What are the conditions for release?
Pastor Coates is being held until such time as he agrees to comply with the court’s undertakings, namely, following public health orders. These undertakings likely include hosting religious services with allowance for distancing and making the request that attendees wear masks; it would likely also include limiting the number of those who can enter the building at one time. Pastor Coates’s lawyer, James Kitchen, explains this here (6:30ff).
Pastor Coates has declined to accept these conditions and so remains in a remand centre. As Kitchen explains, “He couldn’t in good conscience agree with that … he could in effect pastor his church but not in a way that would accord with his conscience and with his religious beliefs” (see here: 7:44).
Why can’t his family see him at the remand centre?
Due to COVID-19 regulations, pastor Coates has to undergo a 14-day quarantine. After this time he will, presumably, be accessible through ordinary visiting hours and regulations.
Why haven’t other pastors been arrested?
Churches in Alberta may meet for worship including preaching, receiving the Lord’s Supper, conducting Baptism, and other religious activities because of special exemptions to the province-wide ban on indoor gatherings for religious groups under the public health orders.
They must, however, adhere to certain public health orders. Pastor Coates was arrested because he did not adhere to the conditions of his undertaking (i.e., follow the Court’s order that he adhere to these Guidelines).

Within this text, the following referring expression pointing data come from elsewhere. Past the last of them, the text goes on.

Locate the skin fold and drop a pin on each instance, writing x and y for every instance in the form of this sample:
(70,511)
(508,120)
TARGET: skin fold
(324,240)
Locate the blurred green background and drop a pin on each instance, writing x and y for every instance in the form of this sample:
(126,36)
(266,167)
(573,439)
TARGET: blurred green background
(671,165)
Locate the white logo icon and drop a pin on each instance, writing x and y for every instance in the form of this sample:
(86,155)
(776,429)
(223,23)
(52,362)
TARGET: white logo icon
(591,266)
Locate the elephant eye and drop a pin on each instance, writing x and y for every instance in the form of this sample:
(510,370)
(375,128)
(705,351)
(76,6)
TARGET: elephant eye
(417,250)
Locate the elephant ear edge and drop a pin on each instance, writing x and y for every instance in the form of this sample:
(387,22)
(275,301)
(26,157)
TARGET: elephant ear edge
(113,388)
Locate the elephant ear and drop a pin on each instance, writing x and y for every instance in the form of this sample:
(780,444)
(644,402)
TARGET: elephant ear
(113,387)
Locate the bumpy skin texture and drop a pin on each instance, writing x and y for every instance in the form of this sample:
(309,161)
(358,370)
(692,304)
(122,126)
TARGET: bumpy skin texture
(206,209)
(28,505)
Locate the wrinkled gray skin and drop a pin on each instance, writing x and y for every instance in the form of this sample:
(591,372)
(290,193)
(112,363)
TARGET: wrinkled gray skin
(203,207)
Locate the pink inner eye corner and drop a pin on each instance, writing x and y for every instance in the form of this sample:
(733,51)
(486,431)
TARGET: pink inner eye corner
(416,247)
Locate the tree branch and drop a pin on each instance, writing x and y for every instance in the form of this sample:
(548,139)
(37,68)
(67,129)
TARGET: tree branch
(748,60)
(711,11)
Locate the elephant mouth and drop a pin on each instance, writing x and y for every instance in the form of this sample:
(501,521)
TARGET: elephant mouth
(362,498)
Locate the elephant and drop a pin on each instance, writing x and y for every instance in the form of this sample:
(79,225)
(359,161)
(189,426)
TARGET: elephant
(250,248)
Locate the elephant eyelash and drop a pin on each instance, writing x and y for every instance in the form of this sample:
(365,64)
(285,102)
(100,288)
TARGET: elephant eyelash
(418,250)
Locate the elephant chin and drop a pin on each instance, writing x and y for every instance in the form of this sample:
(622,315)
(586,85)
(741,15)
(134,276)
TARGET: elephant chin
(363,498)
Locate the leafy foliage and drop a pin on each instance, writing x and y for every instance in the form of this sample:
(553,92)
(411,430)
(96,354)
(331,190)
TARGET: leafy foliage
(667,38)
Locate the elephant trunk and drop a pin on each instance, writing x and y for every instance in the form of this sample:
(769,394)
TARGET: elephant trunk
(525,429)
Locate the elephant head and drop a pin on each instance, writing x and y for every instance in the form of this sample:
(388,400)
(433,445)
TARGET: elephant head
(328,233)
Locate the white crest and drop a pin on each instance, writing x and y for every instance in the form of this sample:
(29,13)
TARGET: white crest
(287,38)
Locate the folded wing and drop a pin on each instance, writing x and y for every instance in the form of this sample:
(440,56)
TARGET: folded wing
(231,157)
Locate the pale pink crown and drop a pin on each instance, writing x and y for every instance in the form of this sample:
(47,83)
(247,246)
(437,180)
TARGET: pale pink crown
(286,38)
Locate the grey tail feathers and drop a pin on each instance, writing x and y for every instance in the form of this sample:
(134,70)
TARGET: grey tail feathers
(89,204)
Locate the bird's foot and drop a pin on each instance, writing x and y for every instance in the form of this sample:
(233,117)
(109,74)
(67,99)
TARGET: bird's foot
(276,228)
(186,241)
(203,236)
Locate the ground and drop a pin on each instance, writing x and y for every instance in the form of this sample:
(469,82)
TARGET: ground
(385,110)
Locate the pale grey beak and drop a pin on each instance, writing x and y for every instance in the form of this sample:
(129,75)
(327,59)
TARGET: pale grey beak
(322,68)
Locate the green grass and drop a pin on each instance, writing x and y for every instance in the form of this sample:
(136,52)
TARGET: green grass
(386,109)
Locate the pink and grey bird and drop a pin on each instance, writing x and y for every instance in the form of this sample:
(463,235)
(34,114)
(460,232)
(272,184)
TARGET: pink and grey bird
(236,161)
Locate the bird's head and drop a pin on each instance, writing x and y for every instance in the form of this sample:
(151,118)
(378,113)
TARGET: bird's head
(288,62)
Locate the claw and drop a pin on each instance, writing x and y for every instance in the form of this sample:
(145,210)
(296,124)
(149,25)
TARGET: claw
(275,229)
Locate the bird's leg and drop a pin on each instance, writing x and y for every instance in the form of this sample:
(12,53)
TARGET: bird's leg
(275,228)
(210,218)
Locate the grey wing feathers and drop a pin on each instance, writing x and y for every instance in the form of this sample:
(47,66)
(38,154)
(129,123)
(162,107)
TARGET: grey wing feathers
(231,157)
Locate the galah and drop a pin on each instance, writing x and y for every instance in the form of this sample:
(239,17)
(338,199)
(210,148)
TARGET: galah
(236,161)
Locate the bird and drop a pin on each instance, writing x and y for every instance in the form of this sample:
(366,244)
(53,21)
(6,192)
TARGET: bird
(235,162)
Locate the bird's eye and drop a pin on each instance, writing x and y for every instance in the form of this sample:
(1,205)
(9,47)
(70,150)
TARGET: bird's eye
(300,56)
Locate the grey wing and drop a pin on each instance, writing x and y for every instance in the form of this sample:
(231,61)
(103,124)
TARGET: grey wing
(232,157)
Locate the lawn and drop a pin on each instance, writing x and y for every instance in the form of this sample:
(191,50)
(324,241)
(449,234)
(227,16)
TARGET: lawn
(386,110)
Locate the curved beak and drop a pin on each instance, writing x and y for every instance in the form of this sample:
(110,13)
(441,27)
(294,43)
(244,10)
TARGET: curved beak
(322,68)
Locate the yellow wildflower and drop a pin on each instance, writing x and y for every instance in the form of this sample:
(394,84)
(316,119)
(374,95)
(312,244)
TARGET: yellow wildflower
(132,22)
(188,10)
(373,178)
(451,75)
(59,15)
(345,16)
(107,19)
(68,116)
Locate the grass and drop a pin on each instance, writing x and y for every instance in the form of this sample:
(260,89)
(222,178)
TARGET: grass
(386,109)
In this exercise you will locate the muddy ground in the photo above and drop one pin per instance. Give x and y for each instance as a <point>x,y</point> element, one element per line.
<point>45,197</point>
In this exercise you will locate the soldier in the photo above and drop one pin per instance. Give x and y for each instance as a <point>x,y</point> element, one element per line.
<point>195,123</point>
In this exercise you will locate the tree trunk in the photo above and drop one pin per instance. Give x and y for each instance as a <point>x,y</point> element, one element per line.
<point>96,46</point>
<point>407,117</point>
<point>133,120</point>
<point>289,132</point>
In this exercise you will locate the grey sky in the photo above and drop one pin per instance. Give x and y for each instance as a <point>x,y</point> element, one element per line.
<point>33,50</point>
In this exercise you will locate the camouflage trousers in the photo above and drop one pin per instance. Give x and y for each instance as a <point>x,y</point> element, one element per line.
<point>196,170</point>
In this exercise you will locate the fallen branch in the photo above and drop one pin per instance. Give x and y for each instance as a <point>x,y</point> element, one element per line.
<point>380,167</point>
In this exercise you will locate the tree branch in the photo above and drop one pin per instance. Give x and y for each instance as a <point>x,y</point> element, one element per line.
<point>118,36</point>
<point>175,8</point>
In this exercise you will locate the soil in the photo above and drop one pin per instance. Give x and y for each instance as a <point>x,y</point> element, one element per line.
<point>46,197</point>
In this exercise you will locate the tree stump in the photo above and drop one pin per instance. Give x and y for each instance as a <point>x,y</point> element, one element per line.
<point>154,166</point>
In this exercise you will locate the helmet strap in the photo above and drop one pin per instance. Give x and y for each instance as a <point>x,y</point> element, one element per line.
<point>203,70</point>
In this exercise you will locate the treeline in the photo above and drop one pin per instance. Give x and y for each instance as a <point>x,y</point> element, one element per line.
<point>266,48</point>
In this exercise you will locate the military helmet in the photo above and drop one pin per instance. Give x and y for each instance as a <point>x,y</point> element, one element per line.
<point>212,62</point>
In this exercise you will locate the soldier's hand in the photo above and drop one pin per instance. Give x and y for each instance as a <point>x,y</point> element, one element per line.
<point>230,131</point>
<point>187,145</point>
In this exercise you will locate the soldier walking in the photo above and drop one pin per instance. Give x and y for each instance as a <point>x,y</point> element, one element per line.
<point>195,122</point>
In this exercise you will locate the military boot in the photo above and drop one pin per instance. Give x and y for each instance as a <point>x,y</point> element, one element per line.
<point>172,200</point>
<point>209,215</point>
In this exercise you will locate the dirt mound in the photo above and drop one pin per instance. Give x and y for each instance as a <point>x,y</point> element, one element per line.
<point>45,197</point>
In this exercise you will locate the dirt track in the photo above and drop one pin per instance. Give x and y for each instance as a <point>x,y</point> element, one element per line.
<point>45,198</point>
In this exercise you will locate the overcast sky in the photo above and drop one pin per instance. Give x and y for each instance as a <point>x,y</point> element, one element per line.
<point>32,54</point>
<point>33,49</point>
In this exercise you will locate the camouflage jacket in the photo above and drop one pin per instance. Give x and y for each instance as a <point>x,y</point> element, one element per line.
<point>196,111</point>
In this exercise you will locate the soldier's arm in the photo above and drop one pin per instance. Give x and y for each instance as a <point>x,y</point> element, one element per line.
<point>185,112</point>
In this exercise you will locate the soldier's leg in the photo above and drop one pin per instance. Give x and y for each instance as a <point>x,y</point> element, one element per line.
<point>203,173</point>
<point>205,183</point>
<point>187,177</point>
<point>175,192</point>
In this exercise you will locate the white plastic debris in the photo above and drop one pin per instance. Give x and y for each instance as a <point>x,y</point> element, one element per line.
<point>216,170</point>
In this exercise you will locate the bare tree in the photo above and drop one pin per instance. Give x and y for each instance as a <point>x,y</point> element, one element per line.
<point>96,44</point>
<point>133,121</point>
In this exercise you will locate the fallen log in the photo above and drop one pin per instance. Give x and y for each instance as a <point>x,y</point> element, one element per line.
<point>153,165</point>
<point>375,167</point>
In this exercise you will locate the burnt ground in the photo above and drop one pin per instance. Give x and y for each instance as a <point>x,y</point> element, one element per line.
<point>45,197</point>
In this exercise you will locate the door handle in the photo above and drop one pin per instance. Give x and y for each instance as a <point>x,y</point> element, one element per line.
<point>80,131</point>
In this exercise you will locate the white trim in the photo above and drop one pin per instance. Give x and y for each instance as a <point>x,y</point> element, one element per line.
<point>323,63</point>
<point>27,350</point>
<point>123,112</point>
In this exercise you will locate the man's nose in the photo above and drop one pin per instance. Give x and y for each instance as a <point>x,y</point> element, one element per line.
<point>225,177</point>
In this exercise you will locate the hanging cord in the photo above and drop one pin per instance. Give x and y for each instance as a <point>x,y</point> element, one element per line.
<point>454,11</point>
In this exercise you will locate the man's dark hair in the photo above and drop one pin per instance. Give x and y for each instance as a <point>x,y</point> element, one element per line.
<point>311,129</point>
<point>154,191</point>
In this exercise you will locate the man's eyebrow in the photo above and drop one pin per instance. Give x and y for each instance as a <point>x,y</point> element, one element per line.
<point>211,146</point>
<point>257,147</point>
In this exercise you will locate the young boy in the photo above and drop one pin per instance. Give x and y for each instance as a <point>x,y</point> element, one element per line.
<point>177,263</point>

Is this proportionate justice?
Using the courts to make this a criminal matter is a potential overreach. It pits the rule of law (contempt for our courts and justice system) against freedom of conscience and religion, using the courts as a tool to impinge these freedoms. For those invested in preserving religious freedom in Canada, Pastor Coates’s arrest should be unsettling.
However, it is important to recognize that courts themselves are incapable of limiting or infringing the constitution (including the Charter of Rights and Freedoms) in the same way that other government actors can. Courts are tasked with interpreting and applying the constitution, though they are also bound to abide by constitutional values as they do so.
Should we support Pastor Coates?
Christians can disagree in good conscience with this church’s specific contravention of public health orders. But those who support freedom of conscience and religion should oppose any disproportionate use of the law to criminalize Pastor Coates. For a practical way to support religious freedom in Alberta, see this letter to Premier Kenney.
What should we pray for?
While I do not agree with Pastor Coates’s decision to contravene public health orders, he and his church need our prayers. We must also remember that Pastor Coates’s wife and children cannot see their father during his time in quarantine. They need prayer. At a very human level, we need patience and compassion in this situation.
The Government and Alberta Health Services also need our prayers. We should pray for our leaders and support them in appropriate ways. Government is just people, after all.
Whatever comes out of all of this, my hope is that we can remember that Christian unity centres on the Gospel of Jesus Christ even though we do not all have uniform practice.